Light emissions of ratiometric aliphatic redox polymer from canonical, anion, and anion-aggregate: Reduction-associated naked eye detections of Hg(II), Fe(III), and Cu(II)

Abstract

Herein, pH-responsive luminescent polymers (PRLPs) showing the multi-light emissions (MLEs) are strategically synthesized using different mole ratios of 2-methylidenebutanedioic acid and N,N-dimethylprop-2-enamide monomers. Of different PRLPs, the optimum attachment of nontraditional heteroatomic luminophores (NTHLs), i.e., –C(=O)N(CH3)2, –C(–O–)=N+(CH3)2, –C(=O)OH, and –C(=O)O–, in PRLP4 is explored through spectroscopic and thermal analyses, supported by the theoretical calculations. In solutions, the presence of different forms of PRLP4, i.e., PRLP4, PRLP4-canonical, and PRLP4-anion, along with their aggregates is supported by the spectroscopic analyses and theoretical calculations. In different forms of PRLP4, pH-dependent NTHLs; hydrogen bonding, dipolar, and supramolecular interactions; hydrophobic/hydrophilic balance; and through space conjugation facilitate aggregations, electronic transitions, and MLEs.
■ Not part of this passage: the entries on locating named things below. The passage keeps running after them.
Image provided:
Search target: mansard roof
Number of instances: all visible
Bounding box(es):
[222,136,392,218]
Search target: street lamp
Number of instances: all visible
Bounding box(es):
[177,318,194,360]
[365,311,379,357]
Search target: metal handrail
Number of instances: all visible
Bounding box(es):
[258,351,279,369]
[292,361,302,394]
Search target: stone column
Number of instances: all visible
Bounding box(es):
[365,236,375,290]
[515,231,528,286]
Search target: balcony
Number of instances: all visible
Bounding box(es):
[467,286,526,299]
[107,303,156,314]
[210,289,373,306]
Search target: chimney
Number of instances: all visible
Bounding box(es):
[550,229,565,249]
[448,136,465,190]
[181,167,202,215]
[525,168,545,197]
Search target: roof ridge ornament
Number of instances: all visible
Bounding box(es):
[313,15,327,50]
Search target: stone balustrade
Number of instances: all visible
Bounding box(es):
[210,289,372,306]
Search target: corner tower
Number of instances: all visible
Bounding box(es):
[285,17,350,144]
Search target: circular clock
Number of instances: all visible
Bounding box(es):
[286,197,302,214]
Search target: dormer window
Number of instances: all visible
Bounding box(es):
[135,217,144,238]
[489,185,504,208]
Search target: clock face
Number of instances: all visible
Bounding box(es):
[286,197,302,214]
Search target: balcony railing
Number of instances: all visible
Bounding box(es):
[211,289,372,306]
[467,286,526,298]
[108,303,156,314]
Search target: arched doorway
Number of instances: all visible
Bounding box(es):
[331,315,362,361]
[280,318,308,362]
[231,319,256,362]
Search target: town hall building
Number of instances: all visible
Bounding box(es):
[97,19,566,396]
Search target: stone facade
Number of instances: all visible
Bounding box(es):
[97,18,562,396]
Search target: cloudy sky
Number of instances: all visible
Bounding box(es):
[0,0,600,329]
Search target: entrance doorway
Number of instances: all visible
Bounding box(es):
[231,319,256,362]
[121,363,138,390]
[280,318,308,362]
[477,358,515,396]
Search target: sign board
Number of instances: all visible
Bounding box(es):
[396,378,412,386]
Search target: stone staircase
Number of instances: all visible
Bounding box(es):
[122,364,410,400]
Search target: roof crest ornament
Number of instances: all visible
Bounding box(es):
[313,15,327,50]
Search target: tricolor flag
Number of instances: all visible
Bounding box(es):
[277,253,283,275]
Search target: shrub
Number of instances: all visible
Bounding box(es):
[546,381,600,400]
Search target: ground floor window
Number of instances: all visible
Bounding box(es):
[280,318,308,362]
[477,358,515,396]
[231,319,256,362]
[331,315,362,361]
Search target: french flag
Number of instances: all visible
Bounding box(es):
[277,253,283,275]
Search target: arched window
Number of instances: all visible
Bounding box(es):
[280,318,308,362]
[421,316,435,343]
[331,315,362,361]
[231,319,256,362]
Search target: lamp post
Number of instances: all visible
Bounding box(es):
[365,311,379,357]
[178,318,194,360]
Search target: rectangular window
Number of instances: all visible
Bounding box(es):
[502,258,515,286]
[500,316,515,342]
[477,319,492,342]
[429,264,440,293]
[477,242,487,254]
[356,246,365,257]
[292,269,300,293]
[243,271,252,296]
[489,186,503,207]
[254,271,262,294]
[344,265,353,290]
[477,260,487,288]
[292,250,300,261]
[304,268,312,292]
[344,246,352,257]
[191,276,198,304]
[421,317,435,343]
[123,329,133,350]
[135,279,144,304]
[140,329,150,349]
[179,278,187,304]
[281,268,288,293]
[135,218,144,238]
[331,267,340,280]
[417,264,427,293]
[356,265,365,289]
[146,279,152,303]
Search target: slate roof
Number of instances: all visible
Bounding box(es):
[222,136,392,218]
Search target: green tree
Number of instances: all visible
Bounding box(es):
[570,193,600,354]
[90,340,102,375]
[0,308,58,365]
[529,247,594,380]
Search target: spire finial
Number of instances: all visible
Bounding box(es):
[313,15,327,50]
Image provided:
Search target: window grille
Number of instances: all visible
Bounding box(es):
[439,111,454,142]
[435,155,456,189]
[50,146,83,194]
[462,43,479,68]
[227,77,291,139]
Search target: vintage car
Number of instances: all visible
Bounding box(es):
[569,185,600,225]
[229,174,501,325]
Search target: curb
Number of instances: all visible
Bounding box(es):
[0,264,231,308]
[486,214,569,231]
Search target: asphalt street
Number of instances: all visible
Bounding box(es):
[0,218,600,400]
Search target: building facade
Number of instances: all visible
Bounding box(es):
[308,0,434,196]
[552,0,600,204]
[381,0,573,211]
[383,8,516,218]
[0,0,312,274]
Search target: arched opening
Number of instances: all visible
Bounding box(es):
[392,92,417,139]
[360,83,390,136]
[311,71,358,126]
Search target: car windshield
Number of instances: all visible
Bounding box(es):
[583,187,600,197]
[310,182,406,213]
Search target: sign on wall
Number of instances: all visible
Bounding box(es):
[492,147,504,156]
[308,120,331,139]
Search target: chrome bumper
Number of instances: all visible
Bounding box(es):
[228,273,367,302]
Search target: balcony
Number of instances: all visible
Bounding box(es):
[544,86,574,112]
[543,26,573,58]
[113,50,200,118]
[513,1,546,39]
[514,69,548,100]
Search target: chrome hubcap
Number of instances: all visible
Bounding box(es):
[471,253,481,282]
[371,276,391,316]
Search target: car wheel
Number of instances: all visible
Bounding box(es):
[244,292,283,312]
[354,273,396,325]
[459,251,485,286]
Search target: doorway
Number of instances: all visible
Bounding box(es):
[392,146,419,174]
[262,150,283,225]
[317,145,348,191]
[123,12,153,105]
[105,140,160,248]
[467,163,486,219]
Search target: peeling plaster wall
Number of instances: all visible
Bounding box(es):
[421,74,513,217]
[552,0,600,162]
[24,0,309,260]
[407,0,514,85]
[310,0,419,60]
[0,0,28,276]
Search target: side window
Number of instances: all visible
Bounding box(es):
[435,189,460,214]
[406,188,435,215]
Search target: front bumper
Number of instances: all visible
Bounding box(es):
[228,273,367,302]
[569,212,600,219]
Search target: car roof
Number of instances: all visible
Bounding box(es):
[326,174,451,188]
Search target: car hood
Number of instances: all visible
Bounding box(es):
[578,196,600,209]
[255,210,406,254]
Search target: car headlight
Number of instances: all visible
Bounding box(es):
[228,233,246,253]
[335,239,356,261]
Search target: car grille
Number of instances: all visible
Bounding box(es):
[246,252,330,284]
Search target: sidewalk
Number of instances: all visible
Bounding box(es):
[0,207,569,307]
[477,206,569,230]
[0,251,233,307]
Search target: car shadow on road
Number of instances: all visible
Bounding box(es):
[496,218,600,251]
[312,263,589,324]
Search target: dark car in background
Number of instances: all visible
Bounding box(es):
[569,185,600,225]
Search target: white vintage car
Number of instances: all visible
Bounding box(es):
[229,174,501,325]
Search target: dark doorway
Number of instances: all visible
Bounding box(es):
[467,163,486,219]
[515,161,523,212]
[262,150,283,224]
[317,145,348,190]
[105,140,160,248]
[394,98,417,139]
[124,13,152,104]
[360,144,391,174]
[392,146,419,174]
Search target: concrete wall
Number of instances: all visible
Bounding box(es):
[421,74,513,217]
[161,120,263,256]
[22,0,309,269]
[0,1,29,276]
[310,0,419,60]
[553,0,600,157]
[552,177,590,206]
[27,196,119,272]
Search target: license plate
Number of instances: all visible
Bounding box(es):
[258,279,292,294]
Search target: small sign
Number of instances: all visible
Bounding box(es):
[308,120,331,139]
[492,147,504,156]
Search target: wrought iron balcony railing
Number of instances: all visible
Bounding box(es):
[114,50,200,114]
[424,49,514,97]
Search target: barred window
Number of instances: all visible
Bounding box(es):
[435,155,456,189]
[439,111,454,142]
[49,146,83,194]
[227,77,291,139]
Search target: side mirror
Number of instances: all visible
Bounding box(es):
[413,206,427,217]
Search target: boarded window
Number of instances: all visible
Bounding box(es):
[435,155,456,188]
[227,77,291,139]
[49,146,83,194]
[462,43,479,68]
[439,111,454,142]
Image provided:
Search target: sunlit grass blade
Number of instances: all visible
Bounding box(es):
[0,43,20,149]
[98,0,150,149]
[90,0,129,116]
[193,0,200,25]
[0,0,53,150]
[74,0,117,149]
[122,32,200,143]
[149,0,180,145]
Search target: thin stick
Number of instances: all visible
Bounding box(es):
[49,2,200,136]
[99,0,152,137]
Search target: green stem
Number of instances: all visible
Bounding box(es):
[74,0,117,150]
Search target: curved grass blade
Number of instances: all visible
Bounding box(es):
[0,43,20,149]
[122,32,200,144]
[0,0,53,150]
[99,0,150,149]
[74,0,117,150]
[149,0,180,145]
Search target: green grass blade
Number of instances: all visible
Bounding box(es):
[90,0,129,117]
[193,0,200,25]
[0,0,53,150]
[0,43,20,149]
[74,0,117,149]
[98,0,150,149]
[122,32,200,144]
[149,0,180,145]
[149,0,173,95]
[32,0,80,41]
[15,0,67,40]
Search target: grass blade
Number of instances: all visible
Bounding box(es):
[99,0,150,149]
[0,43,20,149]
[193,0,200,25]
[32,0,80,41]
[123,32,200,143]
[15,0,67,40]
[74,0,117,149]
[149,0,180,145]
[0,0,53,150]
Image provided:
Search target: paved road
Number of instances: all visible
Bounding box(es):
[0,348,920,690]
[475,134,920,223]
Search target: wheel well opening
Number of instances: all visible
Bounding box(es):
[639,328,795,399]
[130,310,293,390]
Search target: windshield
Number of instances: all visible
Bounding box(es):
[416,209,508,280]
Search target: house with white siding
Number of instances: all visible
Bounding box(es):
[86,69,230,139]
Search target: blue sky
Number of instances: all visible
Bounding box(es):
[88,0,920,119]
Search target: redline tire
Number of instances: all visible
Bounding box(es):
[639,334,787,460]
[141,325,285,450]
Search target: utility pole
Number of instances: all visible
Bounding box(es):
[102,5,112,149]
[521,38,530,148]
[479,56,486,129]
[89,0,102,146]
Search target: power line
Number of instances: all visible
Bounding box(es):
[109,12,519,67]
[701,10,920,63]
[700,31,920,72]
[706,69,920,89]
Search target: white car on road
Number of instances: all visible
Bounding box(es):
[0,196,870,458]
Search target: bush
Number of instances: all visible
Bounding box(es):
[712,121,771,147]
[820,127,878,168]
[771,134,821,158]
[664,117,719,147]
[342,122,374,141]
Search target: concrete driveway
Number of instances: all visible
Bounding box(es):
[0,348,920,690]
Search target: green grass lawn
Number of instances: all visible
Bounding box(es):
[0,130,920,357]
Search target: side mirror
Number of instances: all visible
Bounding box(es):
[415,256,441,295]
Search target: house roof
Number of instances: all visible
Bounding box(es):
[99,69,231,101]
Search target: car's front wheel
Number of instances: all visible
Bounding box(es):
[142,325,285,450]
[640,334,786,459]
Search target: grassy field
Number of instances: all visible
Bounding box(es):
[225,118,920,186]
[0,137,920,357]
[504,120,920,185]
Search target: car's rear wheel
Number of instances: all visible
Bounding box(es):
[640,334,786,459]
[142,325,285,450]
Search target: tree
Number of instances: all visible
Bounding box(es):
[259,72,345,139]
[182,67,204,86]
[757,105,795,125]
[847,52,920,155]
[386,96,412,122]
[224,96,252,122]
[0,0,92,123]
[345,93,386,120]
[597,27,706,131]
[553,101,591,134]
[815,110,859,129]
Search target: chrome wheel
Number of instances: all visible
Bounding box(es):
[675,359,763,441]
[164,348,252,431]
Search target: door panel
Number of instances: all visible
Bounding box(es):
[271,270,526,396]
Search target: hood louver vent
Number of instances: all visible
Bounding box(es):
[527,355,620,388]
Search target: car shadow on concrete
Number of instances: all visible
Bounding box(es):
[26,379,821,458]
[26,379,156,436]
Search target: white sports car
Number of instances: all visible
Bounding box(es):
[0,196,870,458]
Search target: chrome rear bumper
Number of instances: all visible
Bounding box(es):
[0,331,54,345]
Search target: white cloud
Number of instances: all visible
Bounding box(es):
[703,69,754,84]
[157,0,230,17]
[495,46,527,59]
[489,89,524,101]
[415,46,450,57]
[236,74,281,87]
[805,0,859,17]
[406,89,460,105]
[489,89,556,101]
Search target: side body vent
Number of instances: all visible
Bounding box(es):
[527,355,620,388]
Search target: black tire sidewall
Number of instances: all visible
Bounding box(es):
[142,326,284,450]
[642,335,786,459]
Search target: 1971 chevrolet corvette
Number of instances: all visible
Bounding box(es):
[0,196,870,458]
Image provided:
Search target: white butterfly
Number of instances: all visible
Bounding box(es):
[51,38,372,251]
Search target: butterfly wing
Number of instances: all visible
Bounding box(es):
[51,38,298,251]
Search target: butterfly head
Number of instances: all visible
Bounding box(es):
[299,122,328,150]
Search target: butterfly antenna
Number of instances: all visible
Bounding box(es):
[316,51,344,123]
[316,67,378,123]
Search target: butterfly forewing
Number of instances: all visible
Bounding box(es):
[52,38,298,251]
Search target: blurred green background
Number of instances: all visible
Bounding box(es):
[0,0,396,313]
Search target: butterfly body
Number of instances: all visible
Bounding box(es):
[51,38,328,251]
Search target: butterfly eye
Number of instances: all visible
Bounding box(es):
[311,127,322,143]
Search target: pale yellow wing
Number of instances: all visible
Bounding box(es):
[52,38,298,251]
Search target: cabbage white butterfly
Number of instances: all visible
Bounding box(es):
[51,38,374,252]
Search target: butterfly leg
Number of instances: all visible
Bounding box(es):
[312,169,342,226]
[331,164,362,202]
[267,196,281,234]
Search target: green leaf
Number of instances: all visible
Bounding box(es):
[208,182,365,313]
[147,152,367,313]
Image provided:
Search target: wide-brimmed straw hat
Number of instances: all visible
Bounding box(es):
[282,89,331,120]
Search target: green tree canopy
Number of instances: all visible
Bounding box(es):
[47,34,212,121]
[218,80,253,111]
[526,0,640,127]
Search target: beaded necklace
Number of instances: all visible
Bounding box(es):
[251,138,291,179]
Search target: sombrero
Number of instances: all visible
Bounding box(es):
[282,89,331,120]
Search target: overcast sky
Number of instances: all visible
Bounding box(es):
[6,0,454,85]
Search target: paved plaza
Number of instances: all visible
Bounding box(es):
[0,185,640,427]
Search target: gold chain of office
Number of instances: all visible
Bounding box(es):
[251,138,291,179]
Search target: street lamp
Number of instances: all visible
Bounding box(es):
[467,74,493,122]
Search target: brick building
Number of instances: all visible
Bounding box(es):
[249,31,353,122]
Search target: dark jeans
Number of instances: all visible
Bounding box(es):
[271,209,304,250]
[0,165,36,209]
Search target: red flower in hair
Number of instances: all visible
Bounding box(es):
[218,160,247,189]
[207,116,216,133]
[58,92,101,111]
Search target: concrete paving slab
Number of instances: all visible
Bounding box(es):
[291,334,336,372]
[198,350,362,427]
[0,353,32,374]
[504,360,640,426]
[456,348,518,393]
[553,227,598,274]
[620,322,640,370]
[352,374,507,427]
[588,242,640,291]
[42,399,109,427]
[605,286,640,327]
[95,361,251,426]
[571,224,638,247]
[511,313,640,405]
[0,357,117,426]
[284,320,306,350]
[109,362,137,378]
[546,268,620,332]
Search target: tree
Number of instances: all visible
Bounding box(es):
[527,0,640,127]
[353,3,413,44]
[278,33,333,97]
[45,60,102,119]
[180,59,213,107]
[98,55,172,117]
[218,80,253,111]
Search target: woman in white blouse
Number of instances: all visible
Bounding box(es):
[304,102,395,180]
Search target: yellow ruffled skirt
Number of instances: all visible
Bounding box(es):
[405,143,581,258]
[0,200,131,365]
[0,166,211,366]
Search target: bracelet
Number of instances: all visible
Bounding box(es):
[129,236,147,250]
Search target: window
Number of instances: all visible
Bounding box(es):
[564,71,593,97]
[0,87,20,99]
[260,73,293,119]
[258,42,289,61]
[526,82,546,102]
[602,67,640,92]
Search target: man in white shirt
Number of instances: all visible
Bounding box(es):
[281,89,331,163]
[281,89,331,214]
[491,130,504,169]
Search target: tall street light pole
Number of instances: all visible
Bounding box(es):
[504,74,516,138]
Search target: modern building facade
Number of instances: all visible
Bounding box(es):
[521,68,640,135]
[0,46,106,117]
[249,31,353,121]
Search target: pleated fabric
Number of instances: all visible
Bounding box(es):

The ratiometric pH sensing within pH = 6.5–8.5 and reduction-associated fluoro-colorimetric sensing performances of PRLP4 are explored through computational calculations; spectroscopic, microscopic, and thermal analyses; and electrochemical measurements. The fluoro-colorimetric sensing of Fe(III), Cu(II), and Hg(II) at pH = 6.5, 7.5, and 8.5 results in limits of detection of 1.226, 0.135, and 0.283 ppb, respectively.